In questi decenni quanti, tra i dimostranti, hanno supportato elettoralmente una politica regionale dissennata proprio nei settori oggi interessati? L’assessorato all’Agricoltura è stata una delle “minne” a cui privati e di cooperative hanno attinto finanziamenti fasulli, rimborsi drogati, contributi europei indebiti: abbiamo dimenticato con quali soldi molti imprenditori nostrani hanno acquistato “fuoristrada” che non hanno mai battuto una “trazzera” di campagna? Abbiamo dimenticato che il dottor Filippo Basile è stato assassinato per ordine di un impiegato dell’assessorato all’Agricoltura perché si rifiutava di favorire illegalmente un concittadino di Salvatore Cuffaro, all’epoca assessore al ramo e - come sempre - più ‘morbido’ nell’accogliere le richieste di favore? Ho in memoria una serie di nomi di funzionari dell’assessorato che – in vari periodi – mi hanno confidato di aver preferito il pensionamento anticipato all’avanzamento di grado perché “le pressioni dei politici e i tentativi di corruzione degli operatori del settore sono davvero insopportabili”. Senza contare quante centinaia di migliaia di euro vengono distribuite ogni mese a uomini e donne che risultano braccianti in quiescenza e che, nella loro vita, non hanno mai toccato una zappa.

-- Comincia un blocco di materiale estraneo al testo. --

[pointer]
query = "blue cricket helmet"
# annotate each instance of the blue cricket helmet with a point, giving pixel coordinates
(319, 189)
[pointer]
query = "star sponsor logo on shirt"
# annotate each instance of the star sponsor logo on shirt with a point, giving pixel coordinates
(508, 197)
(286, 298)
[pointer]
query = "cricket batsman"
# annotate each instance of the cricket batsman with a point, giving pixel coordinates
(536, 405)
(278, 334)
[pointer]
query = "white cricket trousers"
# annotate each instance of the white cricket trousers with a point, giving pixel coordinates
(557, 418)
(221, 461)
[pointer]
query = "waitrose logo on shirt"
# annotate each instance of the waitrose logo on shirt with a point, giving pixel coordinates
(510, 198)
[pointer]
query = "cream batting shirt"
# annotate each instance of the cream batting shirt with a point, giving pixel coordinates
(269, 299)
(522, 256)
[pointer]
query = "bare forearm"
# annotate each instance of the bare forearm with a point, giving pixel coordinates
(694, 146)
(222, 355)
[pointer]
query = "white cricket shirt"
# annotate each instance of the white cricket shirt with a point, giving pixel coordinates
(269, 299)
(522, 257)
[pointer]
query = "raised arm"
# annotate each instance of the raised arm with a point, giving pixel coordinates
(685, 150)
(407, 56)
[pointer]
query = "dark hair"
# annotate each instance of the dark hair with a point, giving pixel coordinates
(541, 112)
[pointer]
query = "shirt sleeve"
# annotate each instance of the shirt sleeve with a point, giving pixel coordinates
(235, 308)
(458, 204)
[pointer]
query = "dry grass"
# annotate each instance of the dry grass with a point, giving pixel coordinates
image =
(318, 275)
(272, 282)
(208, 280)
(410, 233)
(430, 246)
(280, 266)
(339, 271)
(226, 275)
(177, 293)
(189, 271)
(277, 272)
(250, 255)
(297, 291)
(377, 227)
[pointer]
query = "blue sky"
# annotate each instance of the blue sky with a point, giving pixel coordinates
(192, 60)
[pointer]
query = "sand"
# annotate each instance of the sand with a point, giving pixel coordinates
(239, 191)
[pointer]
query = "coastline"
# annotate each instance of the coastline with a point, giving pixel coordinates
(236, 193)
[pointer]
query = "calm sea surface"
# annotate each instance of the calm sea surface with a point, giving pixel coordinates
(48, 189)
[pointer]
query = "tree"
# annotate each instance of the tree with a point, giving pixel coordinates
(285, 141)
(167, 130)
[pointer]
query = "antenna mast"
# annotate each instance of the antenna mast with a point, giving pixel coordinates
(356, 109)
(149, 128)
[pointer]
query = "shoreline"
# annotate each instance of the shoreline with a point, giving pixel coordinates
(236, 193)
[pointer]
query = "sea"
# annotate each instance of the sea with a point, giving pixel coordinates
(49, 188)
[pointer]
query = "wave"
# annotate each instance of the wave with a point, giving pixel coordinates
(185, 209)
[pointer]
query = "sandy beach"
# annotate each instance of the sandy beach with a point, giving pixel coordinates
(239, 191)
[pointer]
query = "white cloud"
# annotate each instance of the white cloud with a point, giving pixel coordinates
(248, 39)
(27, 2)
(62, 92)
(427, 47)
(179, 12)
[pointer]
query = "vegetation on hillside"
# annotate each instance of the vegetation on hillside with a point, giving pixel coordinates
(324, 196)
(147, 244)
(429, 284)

Questi flash , del tutto inadeguati, aprono la questione decisiva: dove vuole arrivare la protesta? Si vuole la mera replica capovolta del leghismo settentrionale (quando gli allevatori della Brianza pretendevano che lo Stato pagasse le multe per le loro infrazioni)? Come non credo in nessuna Padania, così non credo in nessuna Trinacria: la Sicilia è una mela spaccata a metà e una delle due parti è marcia. Vogliamo che, sotto l’ennesimo ricatto della piazza, il governo nazionale scucia qualche elemosina o il risanamento – radicale – di un sistema che, sul momento, accontenta clienti e corrotti, ma alla lunga si risolve in un boomerang per tutti, onesti compresi? “Forza d’urto” e “Forconi” (tra i quali militano amici che stimo) lo dicano forte: i primi nemici da abbattere sono gli intermediari parassitari che, con metodi più o meno illegali, riescono a far costare 2 euro al kilo le arance o l’uva che al produttore vengono pagate a metà della metà. Con il risultato, paradossale, che centinaia di migliaia di famiglie siciliane non possono permettersi ogni giorno il lusso di acquistare la frutta, neppure per i bambini. Siamo ai nuovi Vespri siciliani? Neppure per sogno. Da infilzare non ci sono Angioini stranieri, ma cosche mafiose nostrane che fanno regolarmente fuggire dall’isola gli imprenditori che vorrebbero impiantare industrie di trasformazione dei prodotti ittici e agricoli (a partire dalle tonnellate di agrumi che vengono distrutte per tenere artificialmente alti i prezzi) . Più ampiamente, da abbattere è la mentalità in cui la politica viene ridotta a mera negoziazione di interessi individuali o, al massimo, corporativi, preoccupandosi – per restare in tema – del destino della stalla di tutti solo man mano che si esaurisce il foraggio di ognuno.